The group includes John A. Encandela, Ph.D., associate professor of psychiatry, and associate director for curriculum and educator assessment at the Teaching and Learning Center; Michael L. Schwartz, Ph.D., associate professor of neuroscience, director of medical studies in neurobiology, and associate dean for curriculum; Nicole A. Sitkin, a third-year medical student and chair of the Dean's Advisory Council for LGBTQI+ Affairs; and first-year medical student Michael Solotke.
The award-winning innovation was titled, “Strategy for Assessing Need and Developing a Topical Curricular Thread Addressing Sexual and Gender Minority Health.” The writers developed a process to assess the need and to gain institutional support for a curriculum that focuses on providing healthcare to specific patient populations, such as people who are lesbian, gay, bisexual, transgender, queer, and intersex (LGBTQI).
They said sexual and gender minority health did not receive enough attention in their medical school curriculum.

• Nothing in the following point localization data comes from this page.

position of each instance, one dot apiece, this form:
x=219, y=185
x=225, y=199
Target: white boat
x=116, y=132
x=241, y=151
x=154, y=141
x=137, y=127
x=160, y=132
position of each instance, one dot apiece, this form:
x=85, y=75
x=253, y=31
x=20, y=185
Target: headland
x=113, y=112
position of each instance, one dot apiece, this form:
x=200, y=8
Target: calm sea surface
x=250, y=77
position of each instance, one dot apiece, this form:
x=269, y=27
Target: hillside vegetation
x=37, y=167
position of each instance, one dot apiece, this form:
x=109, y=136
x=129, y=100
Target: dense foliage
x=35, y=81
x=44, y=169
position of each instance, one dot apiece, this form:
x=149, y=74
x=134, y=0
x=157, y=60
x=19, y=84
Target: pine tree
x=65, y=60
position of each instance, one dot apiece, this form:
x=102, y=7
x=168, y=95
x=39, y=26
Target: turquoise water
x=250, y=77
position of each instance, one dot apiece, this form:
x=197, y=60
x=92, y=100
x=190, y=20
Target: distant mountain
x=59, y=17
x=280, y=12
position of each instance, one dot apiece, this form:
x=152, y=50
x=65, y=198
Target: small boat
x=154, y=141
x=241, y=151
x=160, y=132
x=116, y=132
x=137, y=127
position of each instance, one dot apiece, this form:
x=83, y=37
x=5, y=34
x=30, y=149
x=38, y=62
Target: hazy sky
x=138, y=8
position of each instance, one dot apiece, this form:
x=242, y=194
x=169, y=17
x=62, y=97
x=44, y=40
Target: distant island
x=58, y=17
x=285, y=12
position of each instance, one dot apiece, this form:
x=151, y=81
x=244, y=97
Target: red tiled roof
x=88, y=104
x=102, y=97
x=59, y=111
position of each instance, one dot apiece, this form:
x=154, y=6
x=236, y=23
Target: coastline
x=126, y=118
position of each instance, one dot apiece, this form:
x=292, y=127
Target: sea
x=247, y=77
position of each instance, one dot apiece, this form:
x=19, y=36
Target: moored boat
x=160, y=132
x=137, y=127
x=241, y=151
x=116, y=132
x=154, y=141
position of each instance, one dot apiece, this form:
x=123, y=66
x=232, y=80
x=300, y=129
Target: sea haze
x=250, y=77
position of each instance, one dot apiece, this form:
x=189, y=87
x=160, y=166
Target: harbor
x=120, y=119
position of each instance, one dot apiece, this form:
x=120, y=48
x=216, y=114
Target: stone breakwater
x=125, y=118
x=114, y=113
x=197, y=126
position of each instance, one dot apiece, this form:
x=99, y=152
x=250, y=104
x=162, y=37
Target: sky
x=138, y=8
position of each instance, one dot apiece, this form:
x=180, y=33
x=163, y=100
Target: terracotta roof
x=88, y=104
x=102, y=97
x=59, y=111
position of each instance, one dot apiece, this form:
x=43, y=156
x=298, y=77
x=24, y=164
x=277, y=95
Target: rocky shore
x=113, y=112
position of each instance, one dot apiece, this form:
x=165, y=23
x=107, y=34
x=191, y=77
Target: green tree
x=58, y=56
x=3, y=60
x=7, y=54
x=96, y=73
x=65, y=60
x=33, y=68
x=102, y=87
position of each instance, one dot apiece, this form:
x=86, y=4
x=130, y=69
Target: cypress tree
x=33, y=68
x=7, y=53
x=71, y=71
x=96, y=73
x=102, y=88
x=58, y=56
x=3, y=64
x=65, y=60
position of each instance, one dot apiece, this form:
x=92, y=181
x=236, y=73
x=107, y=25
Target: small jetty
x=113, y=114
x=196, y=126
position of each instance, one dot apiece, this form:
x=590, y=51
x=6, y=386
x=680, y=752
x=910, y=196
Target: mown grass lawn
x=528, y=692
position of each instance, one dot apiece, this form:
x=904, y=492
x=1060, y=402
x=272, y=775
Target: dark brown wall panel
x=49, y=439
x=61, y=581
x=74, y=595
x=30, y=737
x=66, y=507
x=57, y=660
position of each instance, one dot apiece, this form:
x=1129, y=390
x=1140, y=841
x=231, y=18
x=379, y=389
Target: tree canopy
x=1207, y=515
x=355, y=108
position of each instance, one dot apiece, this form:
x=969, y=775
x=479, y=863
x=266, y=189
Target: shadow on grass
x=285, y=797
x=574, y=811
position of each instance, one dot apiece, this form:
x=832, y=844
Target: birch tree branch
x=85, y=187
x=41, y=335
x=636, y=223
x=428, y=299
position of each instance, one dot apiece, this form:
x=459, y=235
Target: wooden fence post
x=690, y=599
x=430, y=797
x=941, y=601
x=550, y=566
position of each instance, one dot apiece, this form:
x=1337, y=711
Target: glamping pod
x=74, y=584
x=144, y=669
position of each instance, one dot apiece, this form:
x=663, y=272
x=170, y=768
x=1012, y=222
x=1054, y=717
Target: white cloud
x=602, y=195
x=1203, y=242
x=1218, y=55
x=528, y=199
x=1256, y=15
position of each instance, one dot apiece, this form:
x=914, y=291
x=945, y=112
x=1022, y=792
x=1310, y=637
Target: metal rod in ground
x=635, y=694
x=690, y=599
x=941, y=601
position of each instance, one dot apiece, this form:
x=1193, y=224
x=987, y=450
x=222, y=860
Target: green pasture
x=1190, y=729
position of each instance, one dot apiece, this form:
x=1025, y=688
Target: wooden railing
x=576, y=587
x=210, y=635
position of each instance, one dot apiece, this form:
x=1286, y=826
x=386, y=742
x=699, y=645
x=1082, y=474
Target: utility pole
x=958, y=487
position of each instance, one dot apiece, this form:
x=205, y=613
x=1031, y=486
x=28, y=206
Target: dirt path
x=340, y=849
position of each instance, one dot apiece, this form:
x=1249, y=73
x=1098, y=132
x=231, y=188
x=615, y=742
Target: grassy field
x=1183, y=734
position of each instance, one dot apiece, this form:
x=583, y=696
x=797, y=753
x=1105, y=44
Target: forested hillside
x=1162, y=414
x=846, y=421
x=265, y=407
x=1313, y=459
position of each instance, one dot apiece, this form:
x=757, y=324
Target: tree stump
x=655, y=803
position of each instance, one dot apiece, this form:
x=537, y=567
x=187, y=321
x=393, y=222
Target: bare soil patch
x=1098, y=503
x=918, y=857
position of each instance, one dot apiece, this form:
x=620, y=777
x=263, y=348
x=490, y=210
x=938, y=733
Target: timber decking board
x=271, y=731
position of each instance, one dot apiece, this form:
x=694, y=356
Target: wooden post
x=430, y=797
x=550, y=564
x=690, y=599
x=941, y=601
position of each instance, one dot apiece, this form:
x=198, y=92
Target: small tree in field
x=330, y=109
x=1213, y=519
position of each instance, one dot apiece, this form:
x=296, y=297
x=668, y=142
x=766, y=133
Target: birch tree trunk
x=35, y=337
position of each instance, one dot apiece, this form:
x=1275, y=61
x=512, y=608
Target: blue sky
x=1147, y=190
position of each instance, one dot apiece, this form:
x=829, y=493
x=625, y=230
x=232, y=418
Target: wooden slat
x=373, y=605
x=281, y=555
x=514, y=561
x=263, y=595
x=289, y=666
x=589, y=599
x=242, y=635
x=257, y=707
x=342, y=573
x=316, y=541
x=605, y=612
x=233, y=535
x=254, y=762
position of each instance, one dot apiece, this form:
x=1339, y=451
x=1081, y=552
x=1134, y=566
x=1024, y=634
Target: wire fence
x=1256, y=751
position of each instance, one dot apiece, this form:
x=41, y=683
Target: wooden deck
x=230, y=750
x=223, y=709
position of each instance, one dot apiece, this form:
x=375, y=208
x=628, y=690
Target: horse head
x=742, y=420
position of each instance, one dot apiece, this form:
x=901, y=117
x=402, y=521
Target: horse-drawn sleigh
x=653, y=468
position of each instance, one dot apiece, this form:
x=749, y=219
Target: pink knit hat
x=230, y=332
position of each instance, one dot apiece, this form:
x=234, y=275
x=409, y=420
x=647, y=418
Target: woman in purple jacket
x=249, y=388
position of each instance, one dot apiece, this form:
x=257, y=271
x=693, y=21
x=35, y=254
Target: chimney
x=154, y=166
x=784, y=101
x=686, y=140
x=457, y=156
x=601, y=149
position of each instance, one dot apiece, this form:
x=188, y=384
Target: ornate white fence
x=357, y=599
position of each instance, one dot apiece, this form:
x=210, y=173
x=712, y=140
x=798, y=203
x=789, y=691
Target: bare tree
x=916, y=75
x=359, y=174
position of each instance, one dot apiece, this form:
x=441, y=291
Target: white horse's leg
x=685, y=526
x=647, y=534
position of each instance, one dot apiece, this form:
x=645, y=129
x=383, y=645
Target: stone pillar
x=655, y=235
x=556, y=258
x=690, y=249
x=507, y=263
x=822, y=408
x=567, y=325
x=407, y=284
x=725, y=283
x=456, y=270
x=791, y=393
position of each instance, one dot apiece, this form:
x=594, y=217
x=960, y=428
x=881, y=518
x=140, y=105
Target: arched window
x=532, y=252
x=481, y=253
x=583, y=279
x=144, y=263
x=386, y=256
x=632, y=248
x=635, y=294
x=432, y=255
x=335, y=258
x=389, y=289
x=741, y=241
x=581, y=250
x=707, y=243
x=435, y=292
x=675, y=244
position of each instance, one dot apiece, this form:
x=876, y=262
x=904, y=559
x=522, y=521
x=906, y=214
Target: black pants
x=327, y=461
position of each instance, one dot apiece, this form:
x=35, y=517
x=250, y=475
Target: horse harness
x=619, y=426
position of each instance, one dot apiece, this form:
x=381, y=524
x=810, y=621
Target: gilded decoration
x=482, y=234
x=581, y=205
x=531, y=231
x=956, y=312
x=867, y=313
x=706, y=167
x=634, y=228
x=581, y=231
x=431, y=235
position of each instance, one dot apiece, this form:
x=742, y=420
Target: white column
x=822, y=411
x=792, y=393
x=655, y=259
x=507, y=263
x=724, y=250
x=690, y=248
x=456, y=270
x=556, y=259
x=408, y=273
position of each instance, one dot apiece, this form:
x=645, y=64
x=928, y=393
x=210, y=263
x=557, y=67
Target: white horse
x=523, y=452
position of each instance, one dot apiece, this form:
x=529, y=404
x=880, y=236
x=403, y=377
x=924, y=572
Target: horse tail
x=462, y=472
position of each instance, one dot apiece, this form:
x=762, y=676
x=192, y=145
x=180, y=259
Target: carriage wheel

“Our project demonstrates a strategy for assessing ‘local’ medical school need for sexual and gender minority health (SGMH) curriculum, as well as nurturing the process of adoption and institutionalization of such curriculum at a time when educators are expected to fit in curricular content covering more topics in less time,” the authors wrote.
The first new curriculum components were implemented at the medical school in fall 2015, and more are planned. The writers reported that faculty and student feedback has been “predominantly positive,” and that there is “high evidence of buy-in and satisfaction with implementation by faculty.”
“Students overwhelmingly believe that content is relative to their ability to serve sexual and gender minority patients and state appreciation for inclusion of components,” they wrote. “They are largely satisfied with the quality of learning activities, but do make recommendations for improvements and other enhancements in future iterations.”
The NEGEA is one of four regional groups of the Association of American Medical College's Group on Educational Affairs (GEA). The group’s purpose is to promote excellence in the education of medical students, residents, and physicians through the professional development of medical educators.